To enable extended functionality in your Django admin, your admin class needs to extend ExtendedModelAdmin, like so:
# in app/admin.py
from app.models import Book
from adminextensions import ExtendedModelAdmin
from django.contrib import admin
class BookAdmin(ExtendedModelAdmin):
pass
admin.site.register(Book, BookAdmin)
Everything else in this documentation will assume that you are using the ExtendedModelAdmin base class.
The buttons to the top-right of every Django admin screen are called object tools. django-admin-extensions allows you to easily add new links to the object tools, with out having to extend and override the admin templates:
# in app/admin.py
from app.models import Author
from adminextensions import ExtendedModelAdmin
from django.contrib import admin
class AuthorAdmin(ExtendedModelAdmin):
object_tools = {
'add': [...],
'change': [...],
'changelist': [...],
}
admin.site.register(Author, AuthorAdmin)
The 'add', 'change', and 'changelist' lists should be populated with callables. These callables will be called with the template context as their only argument. They should return a string, which will be wrapped in a <li> tag and printed to the screen as an object tool. To duplicate the ‘View on site’ object tool, you could do the following:
def absolute_url(context):
object = content['original']
if not hasattr(object, 'get_absolute_url'):
return ''
return '<a href="{0}">{1}</a>'.format(
original.get_absolute_url(), 'View on site')
class AuthorAdmin(ExtendedModelAdmin):
object_tools = {
'change': [ absolute_url ],
}
The most common use case is adding links to related models on the 'change' view. This can be achived using the folloing code:
class AuthorAdmin(ExtendedModelAdmin):
object_tools = {
'change': [
model_search('Find books', Book,
lambda author: {'book__author__pk': author.pk}),
model_link('View publisher', Publisher,
lambda book: author.publisher.pk),
]
}
Here, a link is created to the changelist showing all books written by the current author, and a link is created to the change view of the authors publisher. These make use of the model_search and model_link shortcuts.
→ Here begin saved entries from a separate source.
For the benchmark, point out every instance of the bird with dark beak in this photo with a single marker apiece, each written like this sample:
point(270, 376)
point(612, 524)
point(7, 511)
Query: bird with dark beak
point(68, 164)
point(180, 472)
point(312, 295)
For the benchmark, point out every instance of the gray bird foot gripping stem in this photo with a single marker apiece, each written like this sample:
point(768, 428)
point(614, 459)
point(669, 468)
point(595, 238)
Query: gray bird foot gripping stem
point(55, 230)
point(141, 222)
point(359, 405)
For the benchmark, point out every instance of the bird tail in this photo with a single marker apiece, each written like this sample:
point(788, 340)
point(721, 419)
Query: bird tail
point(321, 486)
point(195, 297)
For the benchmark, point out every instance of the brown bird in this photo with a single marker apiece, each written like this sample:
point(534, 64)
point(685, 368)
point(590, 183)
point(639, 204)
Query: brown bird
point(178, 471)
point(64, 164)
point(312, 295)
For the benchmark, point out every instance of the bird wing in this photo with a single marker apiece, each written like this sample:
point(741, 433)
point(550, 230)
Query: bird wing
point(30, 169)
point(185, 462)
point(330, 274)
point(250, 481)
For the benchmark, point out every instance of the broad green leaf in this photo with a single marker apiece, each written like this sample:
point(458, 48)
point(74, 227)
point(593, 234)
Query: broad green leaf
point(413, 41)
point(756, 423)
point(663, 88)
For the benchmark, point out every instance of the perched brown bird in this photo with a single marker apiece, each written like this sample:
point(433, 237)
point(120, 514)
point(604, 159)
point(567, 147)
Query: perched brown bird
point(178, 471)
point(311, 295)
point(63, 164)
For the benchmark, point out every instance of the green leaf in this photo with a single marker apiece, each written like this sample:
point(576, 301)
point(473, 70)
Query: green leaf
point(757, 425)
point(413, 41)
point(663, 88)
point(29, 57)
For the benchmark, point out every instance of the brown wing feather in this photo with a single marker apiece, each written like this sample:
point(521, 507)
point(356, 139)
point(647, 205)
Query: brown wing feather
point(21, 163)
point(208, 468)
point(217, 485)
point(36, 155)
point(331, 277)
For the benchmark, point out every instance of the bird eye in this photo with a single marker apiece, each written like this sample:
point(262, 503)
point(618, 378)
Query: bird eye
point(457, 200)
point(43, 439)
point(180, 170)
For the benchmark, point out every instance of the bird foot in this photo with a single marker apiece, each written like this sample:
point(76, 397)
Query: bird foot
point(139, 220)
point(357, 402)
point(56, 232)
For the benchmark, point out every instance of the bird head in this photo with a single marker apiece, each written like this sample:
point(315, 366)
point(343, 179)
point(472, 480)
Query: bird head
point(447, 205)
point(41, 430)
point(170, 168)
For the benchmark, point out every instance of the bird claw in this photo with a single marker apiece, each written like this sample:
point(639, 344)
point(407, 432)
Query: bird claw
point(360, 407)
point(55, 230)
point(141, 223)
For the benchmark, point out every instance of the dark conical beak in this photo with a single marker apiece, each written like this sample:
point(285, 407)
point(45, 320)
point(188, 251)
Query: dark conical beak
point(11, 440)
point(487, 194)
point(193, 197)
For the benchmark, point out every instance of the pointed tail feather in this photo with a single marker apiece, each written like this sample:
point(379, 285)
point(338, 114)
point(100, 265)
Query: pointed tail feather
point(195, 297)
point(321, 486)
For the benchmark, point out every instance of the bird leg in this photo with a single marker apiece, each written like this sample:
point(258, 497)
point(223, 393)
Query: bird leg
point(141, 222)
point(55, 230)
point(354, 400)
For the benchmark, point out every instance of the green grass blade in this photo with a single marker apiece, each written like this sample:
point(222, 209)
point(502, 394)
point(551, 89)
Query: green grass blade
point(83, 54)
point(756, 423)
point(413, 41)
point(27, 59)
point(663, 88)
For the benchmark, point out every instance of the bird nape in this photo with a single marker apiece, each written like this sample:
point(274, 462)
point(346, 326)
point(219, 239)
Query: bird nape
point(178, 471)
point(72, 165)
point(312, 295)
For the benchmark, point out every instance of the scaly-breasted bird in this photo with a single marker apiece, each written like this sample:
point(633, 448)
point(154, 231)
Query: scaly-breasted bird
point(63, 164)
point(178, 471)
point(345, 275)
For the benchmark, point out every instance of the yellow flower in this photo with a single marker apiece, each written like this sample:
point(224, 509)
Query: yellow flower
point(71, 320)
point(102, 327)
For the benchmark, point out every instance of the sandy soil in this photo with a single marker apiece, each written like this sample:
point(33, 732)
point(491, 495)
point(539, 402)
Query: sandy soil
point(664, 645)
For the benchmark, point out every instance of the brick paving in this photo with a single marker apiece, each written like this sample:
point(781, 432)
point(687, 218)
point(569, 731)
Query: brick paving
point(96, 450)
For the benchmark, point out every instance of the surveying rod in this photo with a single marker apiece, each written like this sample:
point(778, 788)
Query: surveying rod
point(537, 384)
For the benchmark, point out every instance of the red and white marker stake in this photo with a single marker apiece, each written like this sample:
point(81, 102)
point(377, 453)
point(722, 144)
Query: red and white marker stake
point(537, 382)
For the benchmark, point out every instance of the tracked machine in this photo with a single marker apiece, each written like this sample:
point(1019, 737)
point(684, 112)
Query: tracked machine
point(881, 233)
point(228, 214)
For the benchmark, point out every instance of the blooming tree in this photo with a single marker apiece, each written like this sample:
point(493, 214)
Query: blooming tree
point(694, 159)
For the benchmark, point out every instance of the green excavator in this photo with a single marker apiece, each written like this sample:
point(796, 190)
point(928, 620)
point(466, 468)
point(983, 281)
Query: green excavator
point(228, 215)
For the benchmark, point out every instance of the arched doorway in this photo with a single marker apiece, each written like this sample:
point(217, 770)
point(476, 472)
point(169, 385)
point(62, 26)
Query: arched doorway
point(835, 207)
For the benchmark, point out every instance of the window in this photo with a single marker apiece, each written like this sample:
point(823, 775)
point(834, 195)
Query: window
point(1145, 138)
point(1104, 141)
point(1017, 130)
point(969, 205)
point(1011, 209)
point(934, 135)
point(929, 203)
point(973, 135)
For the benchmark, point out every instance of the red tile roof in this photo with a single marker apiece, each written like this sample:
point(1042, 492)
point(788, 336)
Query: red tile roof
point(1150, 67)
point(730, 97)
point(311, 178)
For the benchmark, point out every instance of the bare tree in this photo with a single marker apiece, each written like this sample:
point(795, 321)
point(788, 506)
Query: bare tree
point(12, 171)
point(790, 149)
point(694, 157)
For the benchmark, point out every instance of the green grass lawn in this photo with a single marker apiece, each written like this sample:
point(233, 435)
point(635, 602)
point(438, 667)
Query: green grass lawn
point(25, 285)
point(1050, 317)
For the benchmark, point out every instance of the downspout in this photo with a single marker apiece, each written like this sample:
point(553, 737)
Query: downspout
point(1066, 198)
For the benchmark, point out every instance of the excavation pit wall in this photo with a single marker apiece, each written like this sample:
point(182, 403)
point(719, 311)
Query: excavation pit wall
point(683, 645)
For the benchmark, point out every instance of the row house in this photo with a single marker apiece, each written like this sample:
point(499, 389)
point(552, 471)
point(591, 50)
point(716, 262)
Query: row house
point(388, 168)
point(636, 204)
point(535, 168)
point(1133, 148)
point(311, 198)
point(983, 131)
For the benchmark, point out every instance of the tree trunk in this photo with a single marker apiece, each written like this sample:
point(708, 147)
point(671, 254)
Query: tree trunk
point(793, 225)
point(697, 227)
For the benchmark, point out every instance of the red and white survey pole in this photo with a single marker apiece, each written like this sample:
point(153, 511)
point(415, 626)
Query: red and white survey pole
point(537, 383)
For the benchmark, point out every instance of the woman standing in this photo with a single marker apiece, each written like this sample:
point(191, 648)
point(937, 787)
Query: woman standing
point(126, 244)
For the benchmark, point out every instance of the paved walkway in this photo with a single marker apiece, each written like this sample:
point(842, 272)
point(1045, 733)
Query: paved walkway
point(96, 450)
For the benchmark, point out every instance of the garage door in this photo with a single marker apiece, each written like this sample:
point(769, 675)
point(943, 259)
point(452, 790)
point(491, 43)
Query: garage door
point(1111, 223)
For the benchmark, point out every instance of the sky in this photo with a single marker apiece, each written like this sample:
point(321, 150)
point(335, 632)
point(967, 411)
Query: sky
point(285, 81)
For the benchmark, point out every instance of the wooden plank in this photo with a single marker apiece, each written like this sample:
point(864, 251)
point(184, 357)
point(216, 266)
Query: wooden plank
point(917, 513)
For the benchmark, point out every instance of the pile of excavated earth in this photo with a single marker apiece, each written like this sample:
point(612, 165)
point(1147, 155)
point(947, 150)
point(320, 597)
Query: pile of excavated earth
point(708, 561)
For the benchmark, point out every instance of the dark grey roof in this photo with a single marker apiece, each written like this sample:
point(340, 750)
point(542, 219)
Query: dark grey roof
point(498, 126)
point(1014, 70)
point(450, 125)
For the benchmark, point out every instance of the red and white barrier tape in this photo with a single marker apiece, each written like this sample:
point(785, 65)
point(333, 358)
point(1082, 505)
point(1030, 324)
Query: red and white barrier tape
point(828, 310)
By default, the Django admin does not allow filtering via GET parameters on related models. This is for securiry reasons - filtering on related models is a potentially expensive operation, and a denial of service attack could be constructed by abusing this.
Some times though, these kind of look ups are exatly what we want. valid_lookups is a whitelist of related model lookups that should be allowed by the admin. Use it like this:
class BookAdmin(ExtendedModelAdmin):
valid_lookups = (
'author__pk'
)
This allows for lookups on a Book’s Author’s primary key - and nothing more. You will likely have to add a related fields primary key to this list every time you use model_search in the object_tools.